Rien de ce qui est au-delà de votre expérience et qui compte pour vous n'est ce qu'il semble être. Lorsque vous détournez votre regard de quelque chose, cette chose disparaît. Chaque fois que vous essayez de réfléchir, la machine vous fait commettre des erreurs de raisonnement que vous ne remarquez pas : en fait, vous en avez déjà fait beaucoup. Vous êtes désespérément confus à un niveau élémentaire, et vous le resterez pour le reste de votre vie.
Vous n'aurez plus jamais l'occasion de partir.
Si vous choisissez de partir, le monde réel dans lequel vous entrerez aura un équilibre plaisir/douleur un peu moins bon que votre monde actuel. Et vous ne pourrez pas non plus améliorer beaucoup le monde réel. Là-bas, par contre, vous pouvez rencontrer de vraies personnes, avec leurs propres vies riches et complexes ; vous pouvez vous faire de vrais amis et faire partie de vraies relations, communautés et institutions.

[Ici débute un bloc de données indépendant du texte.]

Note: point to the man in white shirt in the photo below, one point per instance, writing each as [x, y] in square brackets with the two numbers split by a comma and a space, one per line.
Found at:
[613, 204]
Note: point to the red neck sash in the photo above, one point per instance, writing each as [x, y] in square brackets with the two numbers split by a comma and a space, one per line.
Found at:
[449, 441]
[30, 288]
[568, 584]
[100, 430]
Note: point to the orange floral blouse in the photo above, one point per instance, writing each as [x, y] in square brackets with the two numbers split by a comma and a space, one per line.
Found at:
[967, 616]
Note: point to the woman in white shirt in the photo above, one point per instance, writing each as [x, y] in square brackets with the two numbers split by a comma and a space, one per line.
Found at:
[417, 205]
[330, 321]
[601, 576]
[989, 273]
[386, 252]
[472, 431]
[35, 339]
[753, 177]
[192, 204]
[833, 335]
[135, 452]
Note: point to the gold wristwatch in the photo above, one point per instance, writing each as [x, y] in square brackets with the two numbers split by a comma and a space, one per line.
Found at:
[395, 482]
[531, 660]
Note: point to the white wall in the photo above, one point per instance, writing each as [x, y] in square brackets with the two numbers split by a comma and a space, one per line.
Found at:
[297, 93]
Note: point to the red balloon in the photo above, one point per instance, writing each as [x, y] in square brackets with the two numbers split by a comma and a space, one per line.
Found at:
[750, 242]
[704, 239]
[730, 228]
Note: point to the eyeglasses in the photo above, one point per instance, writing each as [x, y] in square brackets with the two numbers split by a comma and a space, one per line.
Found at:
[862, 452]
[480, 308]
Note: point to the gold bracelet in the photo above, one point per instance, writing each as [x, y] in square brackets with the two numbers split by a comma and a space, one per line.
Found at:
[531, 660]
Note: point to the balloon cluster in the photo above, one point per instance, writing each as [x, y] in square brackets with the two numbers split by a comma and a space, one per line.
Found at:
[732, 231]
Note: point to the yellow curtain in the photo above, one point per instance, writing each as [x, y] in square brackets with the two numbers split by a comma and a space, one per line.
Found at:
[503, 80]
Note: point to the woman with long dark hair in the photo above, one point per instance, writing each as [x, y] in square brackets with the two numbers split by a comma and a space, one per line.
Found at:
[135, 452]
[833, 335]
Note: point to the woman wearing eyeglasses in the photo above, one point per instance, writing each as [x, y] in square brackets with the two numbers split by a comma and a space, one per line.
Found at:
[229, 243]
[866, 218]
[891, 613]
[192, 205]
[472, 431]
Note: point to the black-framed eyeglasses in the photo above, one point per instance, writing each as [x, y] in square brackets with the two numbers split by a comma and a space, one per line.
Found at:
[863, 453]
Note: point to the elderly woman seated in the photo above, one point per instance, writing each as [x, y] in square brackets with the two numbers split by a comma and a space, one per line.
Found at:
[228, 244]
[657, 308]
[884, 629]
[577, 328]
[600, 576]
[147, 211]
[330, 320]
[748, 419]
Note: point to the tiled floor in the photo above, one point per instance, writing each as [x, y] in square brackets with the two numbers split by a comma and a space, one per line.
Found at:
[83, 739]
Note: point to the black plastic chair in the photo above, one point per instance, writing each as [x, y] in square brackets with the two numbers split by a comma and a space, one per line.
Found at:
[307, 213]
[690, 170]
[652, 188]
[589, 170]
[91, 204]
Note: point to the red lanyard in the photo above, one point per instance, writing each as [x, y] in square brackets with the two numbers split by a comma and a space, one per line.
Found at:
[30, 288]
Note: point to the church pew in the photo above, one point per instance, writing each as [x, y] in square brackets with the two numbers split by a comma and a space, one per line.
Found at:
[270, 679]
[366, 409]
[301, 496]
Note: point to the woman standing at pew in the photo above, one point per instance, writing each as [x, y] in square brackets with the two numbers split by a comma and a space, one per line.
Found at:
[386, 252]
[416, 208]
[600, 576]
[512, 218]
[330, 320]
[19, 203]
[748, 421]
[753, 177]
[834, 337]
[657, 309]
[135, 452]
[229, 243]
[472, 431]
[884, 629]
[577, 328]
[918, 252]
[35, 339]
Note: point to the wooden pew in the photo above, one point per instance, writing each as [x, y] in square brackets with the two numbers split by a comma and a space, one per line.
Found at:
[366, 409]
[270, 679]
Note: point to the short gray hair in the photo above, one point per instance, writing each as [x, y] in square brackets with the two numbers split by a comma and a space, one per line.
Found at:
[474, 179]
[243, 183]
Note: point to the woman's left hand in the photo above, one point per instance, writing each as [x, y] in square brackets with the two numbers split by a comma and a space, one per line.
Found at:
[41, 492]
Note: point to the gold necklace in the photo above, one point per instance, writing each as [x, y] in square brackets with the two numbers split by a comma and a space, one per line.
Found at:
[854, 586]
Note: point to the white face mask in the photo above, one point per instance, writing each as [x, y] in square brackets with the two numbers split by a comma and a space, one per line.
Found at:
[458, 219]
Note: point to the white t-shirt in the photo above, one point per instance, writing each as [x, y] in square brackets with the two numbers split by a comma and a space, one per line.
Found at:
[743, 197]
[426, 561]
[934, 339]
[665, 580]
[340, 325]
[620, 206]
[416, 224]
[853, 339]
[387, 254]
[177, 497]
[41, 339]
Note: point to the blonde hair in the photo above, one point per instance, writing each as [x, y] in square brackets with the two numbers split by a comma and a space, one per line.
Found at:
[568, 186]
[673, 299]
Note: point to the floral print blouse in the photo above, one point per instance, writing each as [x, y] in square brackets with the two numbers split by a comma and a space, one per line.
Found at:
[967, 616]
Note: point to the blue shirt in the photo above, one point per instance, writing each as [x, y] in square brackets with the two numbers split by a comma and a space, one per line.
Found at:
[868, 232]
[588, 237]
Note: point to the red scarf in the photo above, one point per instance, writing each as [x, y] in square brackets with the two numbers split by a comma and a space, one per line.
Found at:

Vous pouvez vous promener dans des villes qui ont une histoire réelle ; vous pouvez entendre des histoires sur des choses qui se sont réellement produites et les raconter ; vous pouvez vous tenir sous un vrai ciel et sentir la chaleur d'un vrai soleil. Des gens font de la vraie science et découvrent de vraies choses. Ils commencent à peine à comprendre l'histoire dont ils font partie, mais ils peuvent comprendre. Vous pouvez comprendre, vous aussi ; vous pouvez faire partie de cette histoire, vous aussi.
Personne ne sait encore ce qui va se passer.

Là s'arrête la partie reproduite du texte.